Don’t count the days, make the days count.
I recently read an (mostly) excellent paper about time management strategies for research productivity. It’s from a rather “strange” source (Nursing Research), but still, it’s has a few gems in it. The paper is:
Chase, J. A. D., Topp, R., Smith, C. E., Cohen, M. Z., Fahrenwald, N., Zerwic, J. J., et al. (2013). Time Management Strategies for Research Productivity. Western Journal of Nursing Research, 35(2), 155–176. doi:10.1177/0193945912451163
Really, really helpful, especially the ways to say no to requests. A full two-page table giving possible answers. Cool.
That’s the second time I stumbled upon an excellent paper in a journal dealing with nursing research. The first was Froman, R. D. (2001). Elements to consider in planning the use of factor analysis. Southern Online Journal of Nursing Research, 5(2).

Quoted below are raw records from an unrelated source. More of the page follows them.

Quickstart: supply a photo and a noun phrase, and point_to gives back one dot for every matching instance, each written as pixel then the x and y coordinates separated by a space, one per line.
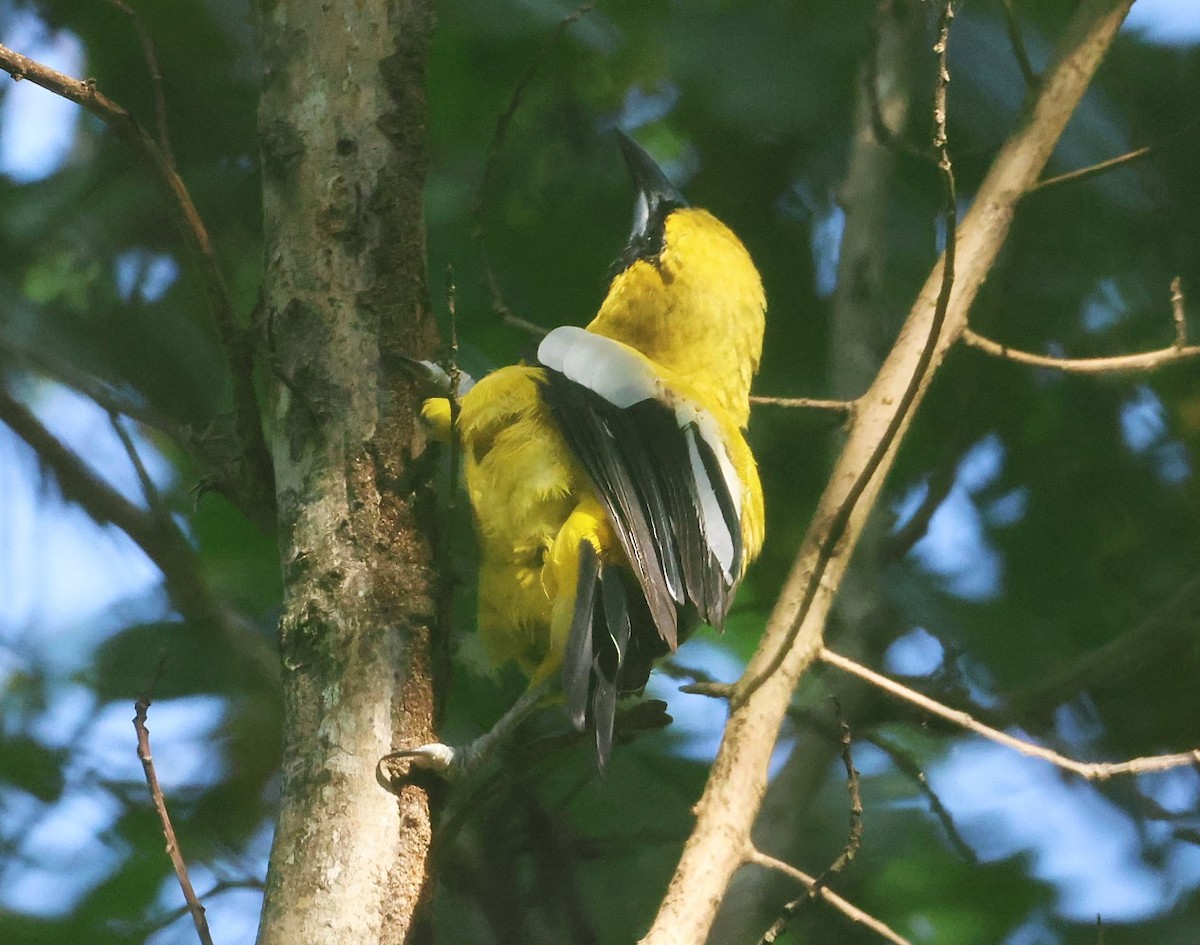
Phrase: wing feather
pixel 659 468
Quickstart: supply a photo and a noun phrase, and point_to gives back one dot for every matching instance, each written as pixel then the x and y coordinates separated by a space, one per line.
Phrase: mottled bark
pixel 342 122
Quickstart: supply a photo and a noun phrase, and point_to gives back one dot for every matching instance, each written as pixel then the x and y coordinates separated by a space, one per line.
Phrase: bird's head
pixel 657 198
pixel 685 292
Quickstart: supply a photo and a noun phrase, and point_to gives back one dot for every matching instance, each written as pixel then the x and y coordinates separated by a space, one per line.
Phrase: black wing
pixel 653 477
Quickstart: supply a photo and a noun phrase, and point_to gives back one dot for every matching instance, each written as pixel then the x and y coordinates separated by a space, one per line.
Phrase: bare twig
pixel 142 706
pixel 1017 40
pixel 1141 361
pixel 103 393
pixel 499 306
pixel 807 403
pixel 909 766
pixel 1159 632
pixel 1086 770
pixel 160 102
pixel 1092 170
pixel 256 494
pixel 846 908
pixel 937 486
pixel 852 842
pixel 883 133
pixel 731 800
pixel 1179 315
pixel 900 416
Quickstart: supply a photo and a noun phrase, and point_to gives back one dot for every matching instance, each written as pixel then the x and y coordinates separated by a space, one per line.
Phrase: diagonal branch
pixel 142 708
pixel 846 908
pixel 726 811
pixel 1086 770
pixel 255 492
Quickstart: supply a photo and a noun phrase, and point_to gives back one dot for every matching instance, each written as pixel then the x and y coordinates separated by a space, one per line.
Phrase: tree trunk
pixel 342 122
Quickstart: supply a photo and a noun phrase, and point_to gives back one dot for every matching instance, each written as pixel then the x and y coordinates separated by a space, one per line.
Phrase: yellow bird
pixel 616 499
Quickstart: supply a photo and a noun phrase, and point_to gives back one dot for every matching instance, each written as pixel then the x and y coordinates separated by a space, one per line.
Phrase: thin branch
pixel 160 102
pixel 880 128
pixel 1086 770
pixel 846 908
pixel 1017 40
pixel 852 842
pixel 1158 633
pixel 256 493
pixel 901 415
pixel 1179 315
pixel 142 706
pixel 844 408
pixel 1092 170
pixel 499 306
pixel 909 766
pixel 153 497
pixel 726 811
pixel 937 487
pixel 1143 361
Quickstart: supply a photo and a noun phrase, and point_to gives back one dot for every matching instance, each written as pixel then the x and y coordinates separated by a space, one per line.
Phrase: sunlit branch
pixel 805 403
pixel 838 524
pixel 255 492
pixel 1087 770
pixel 142 706
pixel 1092 170
pixel 1143 361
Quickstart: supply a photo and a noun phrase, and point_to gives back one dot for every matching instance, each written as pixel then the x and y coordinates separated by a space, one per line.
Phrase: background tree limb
pixel 727 808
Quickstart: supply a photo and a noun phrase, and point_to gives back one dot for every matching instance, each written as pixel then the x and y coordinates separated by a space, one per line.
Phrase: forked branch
pixel 719 844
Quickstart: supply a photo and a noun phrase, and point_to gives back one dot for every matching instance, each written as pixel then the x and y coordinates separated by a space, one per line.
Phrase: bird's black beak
pixel 657 196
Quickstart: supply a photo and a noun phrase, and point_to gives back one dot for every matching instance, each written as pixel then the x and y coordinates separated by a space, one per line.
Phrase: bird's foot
pixel 448 762
pixel 454 763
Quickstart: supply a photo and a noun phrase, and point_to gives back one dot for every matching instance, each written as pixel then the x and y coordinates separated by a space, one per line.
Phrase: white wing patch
pixel 610 368
pixel 717 530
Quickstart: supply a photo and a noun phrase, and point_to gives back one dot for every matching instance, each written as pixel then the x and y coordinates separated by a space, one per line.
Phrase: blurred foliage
pixel 1081 491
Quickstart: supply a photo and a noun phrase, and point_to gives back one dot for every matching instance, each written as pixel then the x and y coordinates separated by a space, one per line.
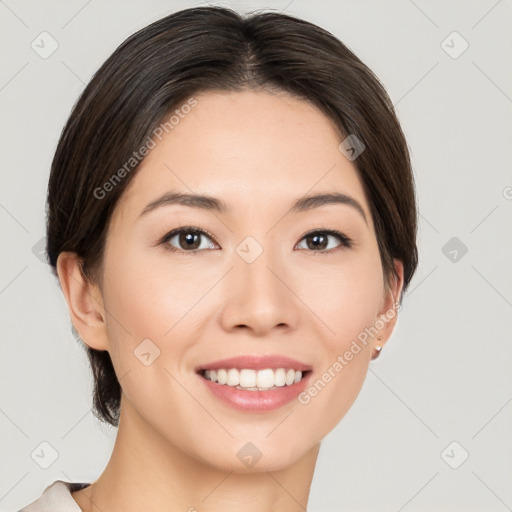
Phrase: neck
pixel 147 472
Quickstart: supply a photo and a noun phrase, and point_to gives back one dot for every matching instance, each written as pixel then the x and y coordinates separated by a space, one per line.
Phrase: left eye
pixel 318 241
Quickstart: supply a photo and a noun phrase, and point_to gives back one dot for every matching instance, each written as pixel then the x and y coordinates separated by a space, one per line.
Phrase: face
pixel 272 286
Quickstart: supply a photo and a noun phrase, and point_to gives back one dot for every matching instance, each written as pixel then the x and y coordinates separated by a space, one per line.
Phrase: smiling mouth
pixel 248 379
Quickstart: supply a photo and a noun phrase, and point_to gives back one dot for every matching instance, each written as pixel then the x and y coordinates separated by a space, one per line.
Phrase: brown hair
pixel 213 48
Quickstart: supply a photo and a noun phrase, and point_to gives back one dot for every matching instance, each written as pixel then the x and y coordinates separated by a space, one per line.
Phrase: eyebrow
pixel 204 202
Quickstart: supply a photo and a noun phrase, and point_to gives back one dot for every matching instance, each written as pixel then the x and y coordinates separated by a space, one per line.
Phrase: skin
pixel 177 444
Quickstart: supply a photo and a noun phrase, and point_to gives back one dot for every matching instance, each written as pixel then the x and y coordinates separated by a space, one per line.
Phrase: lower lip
pixel 256 401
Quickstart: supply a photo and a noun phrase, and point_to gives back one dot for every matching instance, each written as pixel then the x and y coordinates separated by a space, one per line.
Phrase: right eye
pixel 188 239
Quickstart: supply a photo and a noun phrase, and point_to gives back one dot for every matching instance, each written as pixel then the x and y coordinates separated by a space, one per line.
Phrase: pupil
pixel 316 241
pixel 188 240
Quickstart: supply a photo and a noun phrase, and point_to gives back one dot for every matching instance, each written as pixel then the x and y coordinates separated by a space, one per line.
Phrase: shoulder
pixel 56 498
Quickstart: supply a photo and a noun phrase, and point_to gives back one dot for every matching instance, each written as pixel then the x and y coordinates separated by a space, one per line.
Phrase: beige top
pixel 56 498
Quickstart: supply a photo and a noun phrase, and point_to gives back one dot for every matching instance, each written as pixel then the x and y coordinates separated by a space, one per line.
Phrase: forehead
pixel 251 149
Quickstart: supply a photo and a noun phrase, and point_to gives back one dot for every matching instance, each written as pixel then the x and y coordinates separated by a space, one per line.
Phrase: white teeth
pixel 265 378
pixel 233 377
pixel 280 377
pixel 254 380
pixel 222 376
pixel 247 378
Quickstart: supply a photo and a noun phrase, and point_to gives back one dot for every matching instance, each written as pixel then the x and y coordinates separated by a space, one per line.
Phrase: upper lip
pixel 258 362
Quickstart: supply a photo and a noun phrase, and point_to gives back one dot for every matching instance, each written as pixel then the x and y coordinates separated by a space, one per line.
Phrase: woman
pixel 232 220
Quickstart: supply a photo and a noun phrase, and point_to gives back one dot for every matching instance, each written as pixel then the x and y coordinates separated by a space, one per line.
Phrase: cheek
pixel 344 296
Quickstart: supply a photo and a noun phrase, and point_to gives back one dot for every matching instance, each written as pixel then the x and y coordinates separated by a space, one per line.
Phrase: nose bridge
pixel 257 297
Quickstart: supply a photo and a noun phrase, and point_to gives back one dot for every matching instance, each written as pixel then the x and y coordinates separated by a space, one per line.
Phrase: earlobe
pixel 85 302
pixel 388 314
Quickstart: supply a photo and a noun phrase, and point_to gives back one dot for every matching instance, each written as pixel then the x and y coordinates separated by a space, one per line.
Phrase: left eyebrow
pixel 214 204
pixel 315 201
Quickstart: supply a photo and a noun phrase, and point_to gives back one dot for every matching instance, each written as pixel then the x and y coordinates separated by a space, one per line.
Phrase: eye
pixel 188 239
pixel 318 241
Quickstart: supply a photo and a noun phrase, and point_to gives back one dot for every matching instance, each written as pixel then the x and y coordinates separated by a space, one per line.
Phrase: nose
pixel 259 297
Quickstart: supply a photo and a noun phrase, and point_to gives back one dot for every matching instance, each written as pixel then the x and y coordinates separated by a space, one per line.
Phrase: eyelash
pixel 346 242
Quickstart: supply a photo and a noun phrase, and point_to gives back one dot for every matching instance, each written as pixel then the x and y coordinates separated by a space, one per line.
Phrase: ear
pixel 85 301
pixel 388 314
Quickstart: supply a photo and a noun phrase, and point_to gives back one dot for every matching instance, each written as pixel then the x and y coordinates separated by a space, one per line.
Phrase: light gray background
pixel 446 374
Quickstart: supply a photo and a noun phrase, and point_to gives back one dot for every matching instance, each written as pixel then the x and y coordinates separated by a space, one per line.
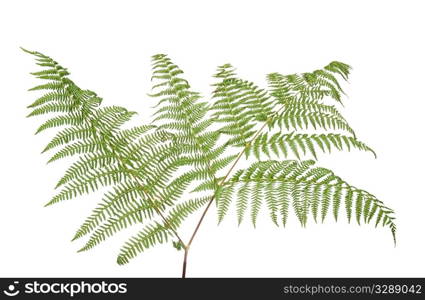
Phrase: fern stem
pixel 223 181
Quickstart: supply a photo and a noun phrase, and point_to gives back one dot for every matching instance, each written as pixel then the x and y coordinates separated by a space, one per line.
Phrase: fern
pixel 192 147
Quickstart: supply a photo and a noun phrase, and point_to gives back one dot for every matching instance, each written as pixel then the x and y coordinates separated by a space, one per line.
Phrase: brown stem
pixel 213 196
pixel 186 250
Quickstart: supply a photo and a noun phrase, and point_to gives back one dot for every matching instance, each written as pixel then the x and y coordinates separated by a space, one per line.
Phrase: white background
pixel 107 45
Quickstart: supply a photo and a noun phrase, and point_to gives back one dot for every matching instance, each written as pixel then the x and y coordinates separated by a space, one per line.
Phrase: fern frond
pixel 149 237
pixel 303 185
pixel 239 104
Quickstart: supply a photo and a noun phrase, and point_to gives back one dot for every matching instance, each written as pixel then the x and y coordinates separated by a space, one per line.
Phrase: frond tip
pixel 310 190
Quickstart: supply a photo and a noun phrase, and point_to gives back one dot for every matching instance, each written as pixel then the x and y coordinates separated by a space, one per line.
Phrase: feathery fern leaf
pixel 144 171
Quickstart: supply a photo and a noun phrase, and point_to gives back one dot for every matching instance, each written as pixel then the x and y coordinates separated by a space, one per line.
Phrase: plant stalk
pixel 223 181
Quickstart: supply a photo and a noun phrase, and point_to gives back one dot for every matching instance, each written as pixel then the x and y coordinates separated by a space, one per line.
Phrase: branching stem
pixel 223 181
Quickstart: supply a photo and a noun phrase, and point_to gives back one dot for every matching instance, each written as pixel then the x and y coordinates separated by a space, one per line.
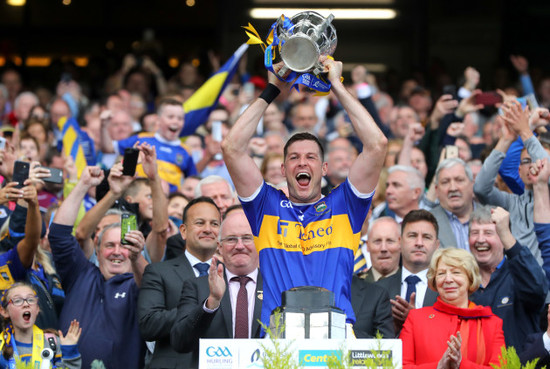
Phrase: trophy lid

It once again shows that the source is mostly irrelevant. The content is what counts.
Char (@ceronqu) on Twitter just asked “what makes nursing pubs a “strange” source”. That’s a good question, as it shows me how much I have been socialized as a psychologist. It’s a strange source as I was socialized as a psychologist and there are the classic journals that are held in high regard in psychology (i.e., they have large impact factors and psychologists publish in them). Somehow, it seemed strange to me that a journal from a completely different domain would be that good, that applicable to my own domain. In a way, it does show nicely that no matter how open I want to be, I am still prejudiced in some way. On the other hand, it probably applies to any scientist. While most disciplines serve their own needs, some papers stand out beyond the rest as they are applicable to many different disciplines. So far, really great papers (for me as a psychologist) have come from the domains of nursing research, physics, cell science, and much more.
Still, from my perspective it’s a strange source. Surprisingly useful and enlightening.